C’è da aggiungere anche l’eventualità di disaccoppiamento tra l’economia occidentale e quella cinese. Una spada di Damocle ancora più pericolosa sul capo della transizione energetica e digitale, perché il Dragone foraggia con i suoi prodotti (pensiamo ai pannelli solari) una fetta consistente della filiera tecnologica e dell’energia verde occidentale e tagliare i ponti in uno scontro di sanzioni e contro-sanzioni, come si profila se Pechino prendesse apertamente le parti di Mosca, potrebbe comportare uno shock altrettanto pesante. Se già i blocchi delle esportazioni connessi ai pesanti lockdown decisi in Cina nel perseguire la strategia zero Covid-19 hanno fatto patire le sofferenze di una globalizzazione con rubinetti che funzionano a intermittenza, ancora più grave sarebbe un completo scollamento.

Infine vanno iscritte nella lista dei settori colpiti dal rincaro dell’energia e dal blocco delle esportazioni tutte le filiere che beneficerebbero delle trasformazioni spinte dal Pnrr, creando nuovi posti di lavoro e maggiori opportunità per l’Italia in campi avanzati o dove ha già una riconosciuta leadership. È il caso di quelle della galassia della plastica riunite nell’Associazione confindustriale Unionplast. Parliamo di 110 mila addetti. «La crisi dei prezzi dell’energia sta colpendo gravemente anche il settore industriale della trasformazione delle materie plastiche, un comparto fortemente energivoro che conta oltre 5 mila imprese, più di 100 mila addetti ed è di supporto essenziale per altri settori industriali strategici del Paese quali l’alimentare, l’edilizia, la sanità, l’automotive – dice il Presidente, Marco Bergaglio -. L’aumento incontrollato dei costi energetici e la crescente difficoltà di reperimento delle materie prime è un mix micidiale per il nostro settore e crea il rischio concreto di non essere in grado di far fronte alle richieste dei nostri clienti, aziende che operano in comparti industriali di forte impatto sul consumatore finale».

Stop anche nel settore trasporti. Come nel caso della Lucchini Rs, specializzata nella produzione di materiale rotabile: l’Ad Augusto Mensi al Giornale di Brescia ha annunciato che «sospenderà parte della propria attività per due settimane, a causa dei rincari energetici».

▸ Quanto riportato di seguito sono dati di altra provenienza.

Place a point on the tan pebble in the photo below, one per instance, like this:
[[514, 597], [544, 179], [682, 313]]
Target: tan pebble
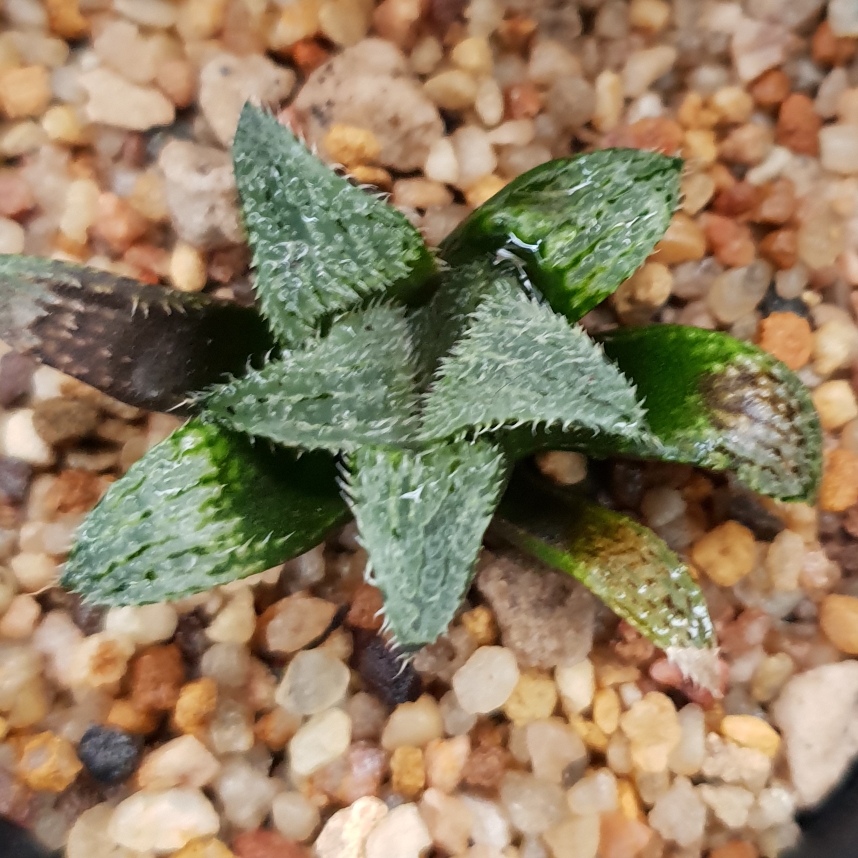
[[751, 732], [157, 675], [408, 775], [195, 705], [838, 618], [533, 698], [653, 730], [726, 554], [606, 710], [483, 189], [187, 268], [420, 193], [454, 89], [684, 241], [25, 91], [20, 618], [349, 145], [125, 715], [366, 175], [481, 626], [276, 728], [835, 403], [48, 763], [206, 847], [839, 489], [445, 761]]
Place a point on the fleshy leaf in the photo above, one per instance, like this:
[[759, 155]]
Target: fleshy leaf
[[421, 516], [353, 387], [439, 323], [320, 245], [625, 564], [519, 363], [579, 226], [202, 508], [719, 403], [144, 345]]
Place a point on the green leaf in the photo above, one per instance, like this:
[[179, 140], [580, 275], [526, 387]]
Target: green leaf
[[202, 508], [320, 245], [142, 344], [351, 388], [437, 325], [421, 516], [579, 226], [519, 363], [626, 565], [719, 403]]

All’orizzonte ci sono nubi di tempesta. Già prima che scoppiasse il conflitto in Ucraina, gli analisti di Standard & Poor’s preconizzavano: «Riteniamo che i prezzi dell’energia in Europa si manterranno elevati fino al 2023. Ciò deriva principalmente dall’aumento dei prezzi di gas e, in misura minore, del carbone, che a gennaio 2022 si è avvicinato ai 90 euro a tonnellata. Anche la ripresa della domanda sosterrà l’alto livello dei prezzi. Dopo il 2022, S&P si attende una maggiore volatilità dei prezzi legata al clima, data l’accelerazione in Europa nella dismissione della generazione termica e nucleare di base, che le rinnovabili non potranno pienamente sostituire nei prossimi tre anni».

Già prima che scoppiasse il conflitto in Ucraina, gli analisti di Standard & Poor’s preconizzavano: “Riteniamo che i prezzi dell’energia in Europa si manterranno elevati fino al 2023

La transizione insomma richiede tempo. E in questo gioca un ruolo di ulteriore variabile di rischio l’inflazione. Come ha spiegato Andrea Celli, Ad di Philips Italia, Israele e Grecia a Wired health 2022 (evento di Wired dedicato alla sanità digitale), «il Pnrr valeva 210 miliardi un anno fa. Questi 210 miliardi probabilmente non hanno lo stesso valore oggi». La spinta inflazionista pesa sul tesoretto per il rilancio della nostra economia. Un’altra variabile che rende il quadro ancora più complicato e la navigazione in acque agitate. Più che mai oggi serve tenere la barra dritta.